I have had dealings with both Dr. Mohler and Dr. Forster and respect them both. As a Lutheran, I have problems with Integralism, both in the Catholic and in any Reformed manifestation it might take. I’ll be writing about a Lutheran alternative. In the meantime, if you are interested in secularism, you might read my new book Post-Christian: A Guide to Contemporary Thought and Culture.
Dr. Forster has drawn on my own writings on vocation, and I was struck by how he applied that teaching to these issues:
If political liberals are looking for a strategy to reinforce the social conditions liberalism presupposes, or if evangelicals are looking for a way to resist the dechristianization of culture without rechristianizing the civil law, I know where I think they should start.
You can defeat things you hate, but you can only change things you love. The deep structures of culture can only be changed by people who go out into their workplaces and communities every day on a mission to love their neighbors. If you want to stop an injustice, your model may be William Wilberforce; if you want to reverse the dechristianization of culture that threatens to collapse political liberalism, a better model is Josiah Wedgwood. Seeing his “secular” work as a calling from God, he reinvented the 18th-century factory by introducing humane and dignified working conditions, which catalyzed explosive growth in economic productivity—and brought a huge influx of factory workers into the churches of the Wesleyan movement.

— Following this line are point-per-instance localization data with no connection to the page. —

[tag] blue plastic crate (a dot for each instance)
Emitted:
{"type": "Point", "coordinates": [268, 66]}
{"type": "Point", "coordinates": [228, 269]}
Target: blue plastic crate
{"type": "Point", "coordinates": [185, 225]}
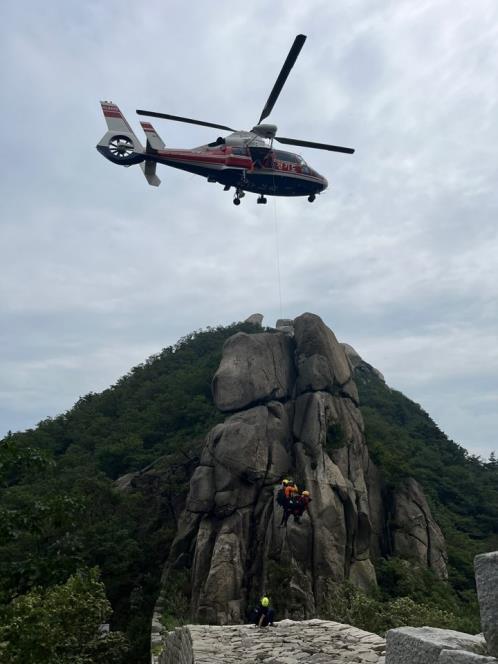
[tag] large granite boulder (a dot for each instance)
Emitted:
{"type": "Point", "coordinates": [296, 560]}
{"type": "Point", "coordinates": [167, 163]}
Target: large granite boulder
{"type": "Point", "coordinates": [254, 368]}
{"type": "Point", "coordinates": [424, 645]}
{"type": "Point", "coordinates": [296, 414]}
{"type": "Point", "coordinates": [415, 534]}
{"type": "Point", "coordinates": [486, 568]}
{"type": "Point", "coordinates": [321, 361]}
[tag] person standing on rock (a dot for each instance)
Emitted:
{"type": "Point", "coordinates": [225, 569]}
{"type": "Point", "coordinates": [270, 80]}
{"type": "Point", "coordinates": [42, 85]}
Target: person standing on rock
{"type": "Point", "coordinates": [263, 616]}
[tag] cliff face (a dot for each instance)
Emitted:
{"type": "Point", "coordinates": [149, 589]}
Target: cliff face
{"type": "Point", "coordinates": [292, 410]}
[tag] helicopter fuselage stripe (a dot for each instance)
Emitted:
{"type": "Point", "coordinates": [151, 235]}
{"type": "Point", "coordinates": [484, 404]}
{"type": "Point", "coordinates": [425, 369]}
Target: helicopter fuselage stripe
{"type": "Point", "coordinates": [269, 181]}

To achieve a social vision like that, the first step is religious leaders who know how to orient social witness in a constructive way. While prophetic resistance is vital, we need pastors who inspire and equip people to go out on a life-giving mission throughout all the tasks in their daily work.
Where will we get such pastors? From Mohler.
You would never guess this from his prolific political commentary, but Mohler punches his timecard every Monday morning as the president of one of America’s biggest and best seminaries. His school trains thousands of church leaders whose tireless and unglamorous work holds back the collapse of the liberal social order—not by prosecuting a culture war, but by shoring up the social conditions of individual moral virtue, institutional integrity, and community solidarity as shepherds of their congregations. That never-ending rearguard action of holding back the tides of decay needs to become a constructive mission of building a new culture of neighbor-love.